L’immagine del primo giorno nel Parlamento italiano descrive quella che sarà la direzione del nuovo Governo di estrema destra. Forse la più nitida, e terribilmente lucida, rispetto all’ultimo governo politico, rappresentato dal Conte bis, teoricamente di sinistra se non per certi aspetti, ma assoggettato ad un perpetuo neoliberismo nelle scelte politiche e ad una visione sfocata sull’affermazione di quei diritti che le comunità, le associazioni e i movimenti dal basso chiedono da decenni. Quegli stessi diritti che, se fossero stati riconosciuti e supportati, avrebbero segnato una linea netta di demarcazione tra la Sinistra, con la lettera maiuscola, e la destra.

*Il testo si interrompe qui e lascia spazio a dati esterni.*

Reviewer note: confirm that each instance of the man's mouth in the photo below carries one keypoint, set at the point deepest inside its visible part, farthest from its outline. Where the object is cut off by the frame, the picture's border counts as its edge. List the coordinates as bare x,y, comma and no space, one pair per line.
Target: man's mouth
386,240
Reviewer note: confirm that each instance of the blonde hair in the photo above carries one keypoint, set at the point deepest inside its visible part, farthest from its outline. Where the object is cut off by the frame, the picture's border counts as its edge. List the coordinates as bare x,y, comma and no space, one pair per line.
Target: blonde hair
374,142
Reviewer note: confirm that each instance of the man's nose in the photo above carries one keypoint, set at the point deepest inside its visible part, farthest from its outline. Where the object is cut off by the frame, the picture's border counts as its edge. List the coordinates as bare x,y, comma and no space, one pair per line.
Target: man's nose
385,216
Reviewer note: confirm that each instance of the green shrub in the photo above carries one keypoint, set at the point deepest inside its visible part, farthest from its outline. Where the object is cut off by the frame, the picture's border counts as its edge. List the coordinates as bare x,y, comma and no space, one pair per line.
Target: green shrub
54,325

In quella seduta, una cortina nera e buia è stata lanciata dal pluriparlamentare nelle plurilegislature di destra Maurizio Gasparri. Una proposta nera che nel primo giorno è stata un’evidente e consapevole segnale volto a tracciare la linea del totale affossamento dei diritti. Così Gasparri propone un ddl che intende modificare l’articolo 1 del codice civile, nello specifico riconoscere al concepito il diritto giuridico e stabilire una giornata nazionale per “La vita nascente”.

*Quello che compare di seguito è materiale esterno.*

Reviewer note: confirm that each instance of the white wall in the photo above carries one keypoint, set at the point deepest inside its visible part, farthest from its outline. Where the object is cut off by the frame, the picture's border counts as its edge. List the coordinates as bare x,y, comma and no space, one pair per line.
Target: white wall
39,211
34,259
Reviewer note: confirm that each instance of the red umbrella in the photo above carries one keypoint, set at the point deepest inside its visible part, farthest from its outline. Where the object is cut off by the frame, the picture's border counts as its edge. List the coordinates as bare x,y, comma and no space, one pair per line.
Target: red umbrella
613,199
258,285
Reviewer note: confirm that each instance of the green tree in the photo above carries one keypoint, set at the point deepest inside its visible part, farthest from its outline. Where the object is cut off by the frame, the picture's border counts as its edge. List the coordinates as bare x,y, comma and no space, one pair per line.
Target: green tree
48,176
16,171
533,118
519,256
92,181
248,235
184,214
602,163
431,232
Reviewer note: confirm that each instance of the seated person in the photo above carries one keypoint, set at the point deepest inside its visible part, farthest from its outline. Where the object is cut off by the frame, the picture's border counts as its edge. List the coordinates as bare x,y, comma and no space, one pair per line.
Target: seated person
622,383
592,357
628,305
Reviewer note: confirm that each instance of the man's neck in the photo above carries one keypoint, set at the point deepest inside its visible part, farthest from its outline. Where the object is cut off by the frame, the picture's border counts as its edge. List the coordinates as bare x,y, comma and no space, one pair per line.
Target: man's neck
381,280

Cosa vuol dire riconoscere il diritto giuridico al concepito? Dal punto di vista temporale, nell’esatto momento del concepimento, al concepito verrebbe riconosciuto il diritto giuridico. Attualmente, quest’ultimo è assoggettato a quello del nascituro, in riferimento ad alcune fasi di sviluppo del feto entro le quali, anche dal punto di vista di una maggiore sicurezza per la salute della donna , è possibile abortire.
Una proposta pericolosa che, se portata avanti, andrà ad intaccare indirettamente anche la legge 194 del 1978, la quale regolamenta l’aborto per le donne, seppur con tanti limiti. Si tratta, infatti, di una legge risalente a oltre 40 anni fa, frutto delle campagne femministe e di un compromesso nelle stanze del Parlamento per mettere d’accordo tutti, anche i più oltranzisti e antiabortisti.
Il ddl Gasparri potrebbe costituire un precedente per un reato e quindi la parola “aborto” si trasformerebbe in “omicidio”. Non solo, andrebbe ad inibire tutte quelle donne che vogliono abortire, creando ulteriori difficoltà nell’accessibilità, in maniera legale, al processo di interruzione volontaria di gravidanza. Tutti gli obiettori di coscienza e le associazioni pro- vita sarebbero ancora più legittimate ad ostacolare psicologicamente e fattivamente la libertà di scelta delle donne sull’aborto.
Sul diritto all’aborto molti passi in avanti devono ancora essere fatti, affinché ogni singola identità di ciascuna donna venga riconosciuta e valorizzata, per comprendere che siamo noi a decidere sul nostro corpo e non possono essere certamente i Gasparri di turno o i sostenitori pro-vita. L’aborto, oltre che un diritto, è libera scelta che spetta alle donne.
Lasciate che siano le donne a parlare del proprio corpo e delle proprie difficoltà, della loro storia, non entrate in dinamiche che non conoscete, ma provate a conoscerle e a riconoscerle o sarete voi a non aver fatto nessun passo in avanti, ma solo tanti indietro.